Officials at Oregon State University’s College of Public Health and Human Sciences believe that the stars are lining up just about perfectly for the college’s increased focus on wellness and preventive care.
“There’s been a real shift in the attention to public health,” said Tom Eversole, the director of strategic development for the college. “You’ve got to work upstream to keep people healthy.” In other words, it’s no longer enough to have a health care system focused primarily on curing people who are sick: It’s just as important, if not more so, to find ways to keep people well.
That’s one of the big ideas driving the health care reforms that Oregon Gov. John Kitzhaber signed into law on Friday. And that’s one of the big ideas that have been driving the overhaul of OSU’s College of Public Health and Human Sciences, which recently cleared a big hurdle of its own: The Council on Education for Public Health approved OSU’s request to start a process to become the state’s first nationally accredited college of public health.
Across the United States, 48 schools and colleges of public health are nationally accredited, but few are in the West. Western students interested in the field tend to migrate to the East for accredited schools, said Tammy Bray, dean of the college, “and they don’t come back.”
The accreditation certification isn’t a slam dunk — it requires two years of self-study by the college — but the approval to start the process is a clear signal that the council believes OSU has the capacity to earn accreditation, said S. Marie Harvey, the college’s associate dean for research and graduate programs.
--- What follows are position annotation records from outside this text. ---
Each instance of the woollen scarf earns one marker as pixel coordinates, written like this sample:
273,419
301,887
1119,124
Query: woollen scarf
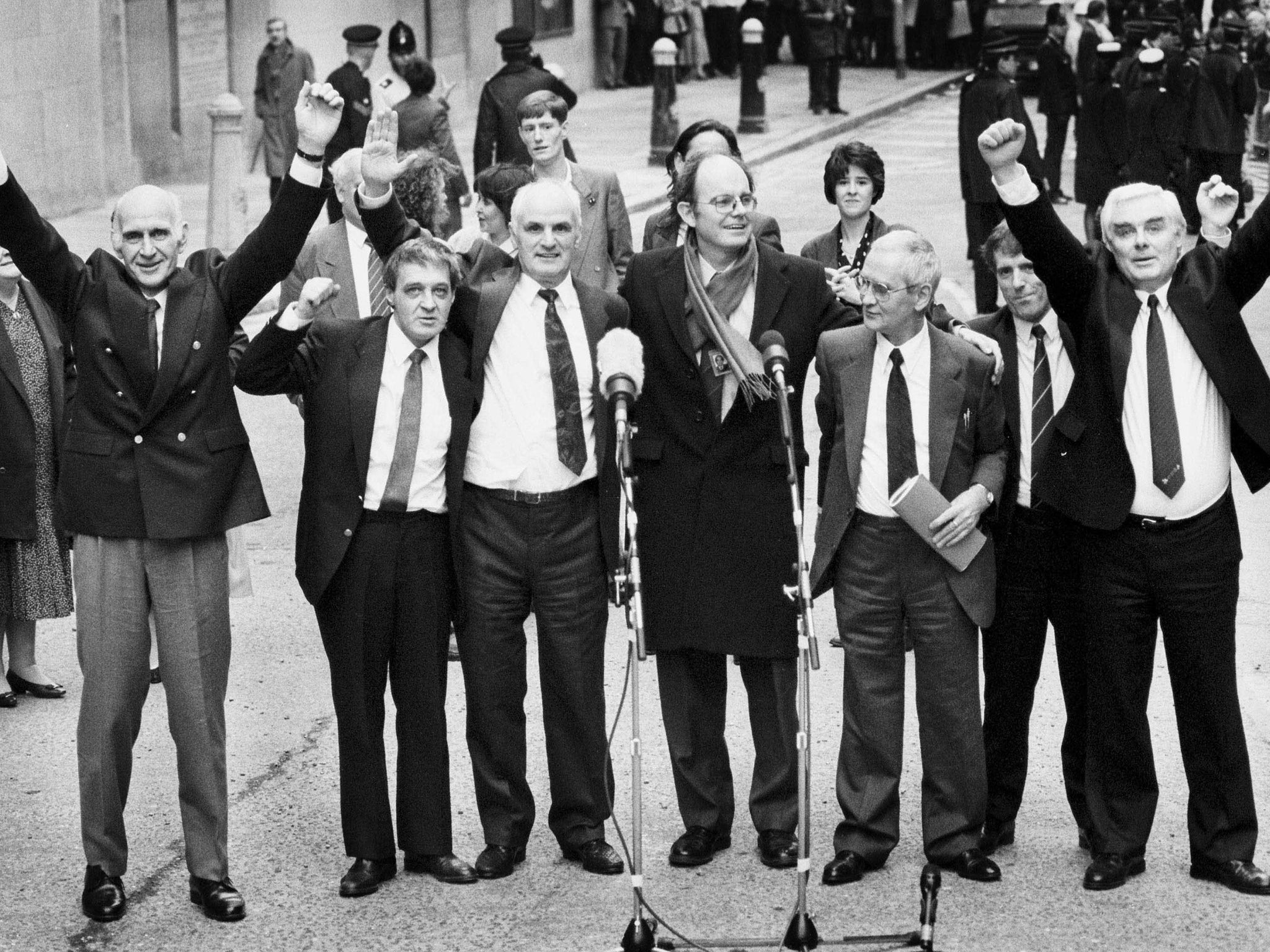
706,309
That in itself sends an important signal to potential new faculty members and students. In fact, the college has lined up some 20 new faculty members who will start this fall and who hail from universities such as Harvard and UCLA. As for students, Bray said that enrollment has been growing some 8 to 10 percent each year. (The college now has about 3,100 students.)
The College of Public Health and Human Sciences dates back to a 2002 merger between two OSU colleges, home economics and health and human performance. Bray came to OSU from Ohio State University in September 2002. From the start, Bray said, she thought Oregon State had many of the necessary attributes to move toward a public health focus, including research capacity, outreach ability and teaching wherewithal. OSU’s status as a land-grant institution and the OSU Extension Service give the university the ability to reach into all of the state’s counties, she said.
At the same time, she noted, health care reformers around the nation have been thinking about the importance of preventive care — a big focus in public health programs.
“Medical care,” she said, “is the second line of defense.” The first line of defense, she said, should be wellness programs that aim to keep people and communities healthy.
The opportunities for collaboration, both within and outside OSU, are numerous. The college already is working to build programs with Western University’s College of Osteopathic Medicine of the Pacific-Northwest, under construction in Lebanon, Bray said. And Eversole said that county health departments throughout Oregon are natural partners for OSU. “We’ve always said we’re not building this for Oregon State,” Harvey said. “We’re building this for Oregon. And that’s really true.”